Pouco passava das nove da manhã e já se dava o encontro dos dois Tartarugas. A pé até à estação ferroviária de Algés íamos delineando o nosso treino. Só que, em virtude da greve dos trabalhadores da CP, fomos forçados a alterar os nossos planos. Assim iniciaríamos a nossa corrida junto ao Passeio Marítimo de Algés apanhando mais à frente a recém criada ciclovia que nos levaria até à foz do Rio Jamor em plena Estação de combóios da Cruz Quebrada. De seguida entrámos no paredão entre o Rio Tejo e a linha férrea o qual só largámos perto do antigamente famoso Restaurante do Mónaco, agora completamente votado ao abandono e em ruínas. Neste percurso vemos, com grande satisfação nossa, que não estamos sozinhos.

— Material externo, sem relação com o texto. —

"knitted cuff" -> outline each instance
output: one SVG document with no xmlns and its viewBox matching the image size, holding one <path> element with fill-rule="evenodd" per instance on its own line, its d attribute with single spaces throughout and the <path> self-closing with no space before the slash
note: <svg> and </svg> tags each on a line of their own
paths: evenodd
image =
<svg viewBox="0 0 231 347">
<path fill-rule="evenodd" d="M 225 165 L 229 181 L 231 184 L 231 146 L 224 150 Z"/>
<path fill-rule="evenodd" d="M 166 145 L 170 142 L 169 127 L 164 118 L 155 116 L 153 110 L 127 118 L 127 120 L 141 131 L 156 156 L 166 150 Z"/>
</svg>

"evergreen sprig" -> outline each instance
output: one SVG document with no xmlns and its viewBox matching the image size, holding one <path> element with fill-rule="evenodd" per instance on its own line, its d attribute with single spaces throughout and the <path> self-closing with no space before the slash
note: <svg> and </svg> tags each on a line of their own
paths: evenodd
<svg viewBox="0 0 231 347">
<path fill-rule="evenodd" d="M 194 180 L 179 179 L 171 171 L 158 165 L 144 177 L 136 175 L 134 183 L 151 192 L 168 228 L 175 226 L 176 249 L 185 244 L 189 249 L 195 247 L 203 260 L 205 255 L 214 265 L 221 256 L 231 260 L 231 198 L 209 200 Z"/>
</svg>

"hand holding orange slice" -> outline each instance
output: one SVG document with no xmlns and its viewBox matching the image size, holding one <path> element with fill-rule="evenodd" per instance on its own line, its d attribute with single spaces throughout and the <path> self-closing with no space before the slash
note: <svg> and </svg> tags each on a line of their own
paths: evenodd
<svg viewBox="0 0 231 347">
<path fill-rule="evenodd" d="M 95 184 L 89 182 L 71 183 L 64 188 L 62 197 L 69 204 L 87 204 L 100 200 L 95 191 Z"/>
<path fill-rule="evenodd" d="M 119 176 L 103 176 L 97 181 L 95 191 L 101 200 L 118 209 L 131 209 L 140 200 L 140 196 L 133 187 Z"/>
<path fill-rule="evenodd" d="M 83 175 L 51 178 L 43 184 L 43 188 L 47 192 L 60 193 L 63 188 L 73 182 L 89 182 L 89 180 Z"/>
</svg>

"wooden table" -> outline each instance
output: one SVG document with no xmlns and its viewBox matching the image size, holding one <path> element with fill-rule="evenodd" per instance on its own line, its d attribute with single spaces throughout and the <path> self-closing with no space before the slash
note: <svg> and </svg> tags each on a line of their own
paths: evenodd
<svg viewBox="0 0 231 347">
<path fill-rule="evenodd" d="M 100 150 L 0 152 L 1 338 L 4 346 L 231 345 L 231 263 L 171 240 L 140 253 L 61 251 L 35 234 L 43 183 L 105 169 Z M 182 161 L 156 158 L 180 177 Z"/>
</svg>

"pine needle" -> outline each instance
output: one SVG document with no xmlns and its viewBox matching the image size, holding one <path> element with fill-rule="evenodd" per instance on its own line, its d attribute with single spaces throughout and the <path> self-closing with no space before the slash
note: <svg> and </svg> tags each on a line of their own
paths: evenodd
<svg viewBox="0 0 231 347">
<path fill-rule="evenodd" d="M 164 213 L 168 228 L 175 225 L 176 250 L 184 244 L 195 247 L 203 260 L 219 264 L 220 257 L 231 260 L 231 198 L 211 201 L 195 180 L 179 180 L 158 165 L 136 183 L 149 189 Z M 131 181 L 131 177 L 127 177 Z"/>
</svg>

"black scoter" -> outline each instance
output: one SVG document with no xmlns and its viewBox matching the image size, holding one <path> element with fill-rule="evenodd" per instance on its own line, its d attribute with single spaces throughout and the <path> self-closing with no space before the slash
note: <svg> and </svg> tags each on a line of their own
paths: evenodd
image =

Muitos atletas dedicados ao tão na moda “running”, alguns praticantes de skate e muitos ciclistas. Este é também um espaço de convívio familiar encontrando o seu momento de evasão ao “stress” diário.

 

Seguimos ao longo do estreito passeio que acompanha a estrada marginal até bem perto de Paço de Arcos. Entretanto um ciclista chama pelo nome do Frederico sem que este se aperceba de quem vinha tal cumprimento. Um ciclista, com o capacete e óculos, fica totalmente disfarçado por quem passa.

 

Em frente à Escola Náutica entramos na melhor fatia do nosso treino. Apanhamos o paredão que nos levará até à praia de Carcavelos, em total segurança e longe da poluição e dos potenciais perigos de convivermos bem de perto com o trânsito automóvel de uma das mais movimentadas, e mais perigosas, estradas não só de Portugal mas também do continente europeu.

 

O Carlos Gonçalves estava num mundo totalmente novo. Maravilhado com tal cenário não se cansava de elogiar o que via pela primeira vez. o Frederico alerta para a paisagem. O Carlos até concordava, mas principalmente com a quantidade de “lebres” que se iam cruzando connosco. O Frederico insistia na beleza das vistas, do mar, mas o seu companheiro estava mais preocupado com as outras “vistas”. Era ARTE EM MOVIMENTO …

 

À medida que nos aproximamos da Praia de Santo Amaro de Oeiras o “tráfego” de desportistas aumenta exponencialmente. Passada a Piscina Oceânica é cada vez mais difícil manter o nosso ritmo de corrida.

 

E finalmente chegamos ao nosso ponto de viragem. Em Carcavelos tínhamos cumprido o equivalente à Corrida do Tejo. Após alguns minutos de descanso, o suficiente para o Frederico beber um pouco de água e recuperar do desgaste que o calor lhe costuma infligir, iniciamos o nosso regresso ao ponto de partida.

 

O calor já apertava pelo que de vez em quando lá parávamos por breves instantes. Fizémos troços mais longos a andar. O que interessava era sobretudo, como referia o Frederico, meter quilómetros nas pernas. Foram vinte e dois.

 

De combóios nem sinal. A greve teve maior adesão do que estávamos à espera. Mas ainda bem pois enquanto percorríamos o troço desde o Alto da Boa Viagem até Algés nada perturbou o nosso sossego nem abafou o suave cantar do Rio Tejo, já quase Oceânico Atlântico. A habitualmente tenebrosa e desgastante recta do Dafundo surgiu-nos com um ambiente totalmente diferente e bem mais simpático. Ao terminarmos a longa recta, misto de ciclovia e de estrada, chegamos a Algés. Daí até casa do Frederico foi o nosso momento de descompressão final em passo de passeio e já a pensar no nosso próximo treino mais longo. Dessa vez será na margem sul num misto de estrada (pouca) e corta-mato (muito) e num ambiente bem conhecido do Carlos Gonçalves.

 

Valeu a pena e foi um bom começo para este fim de semana prolongado que só termina no Domingo de Páscoa.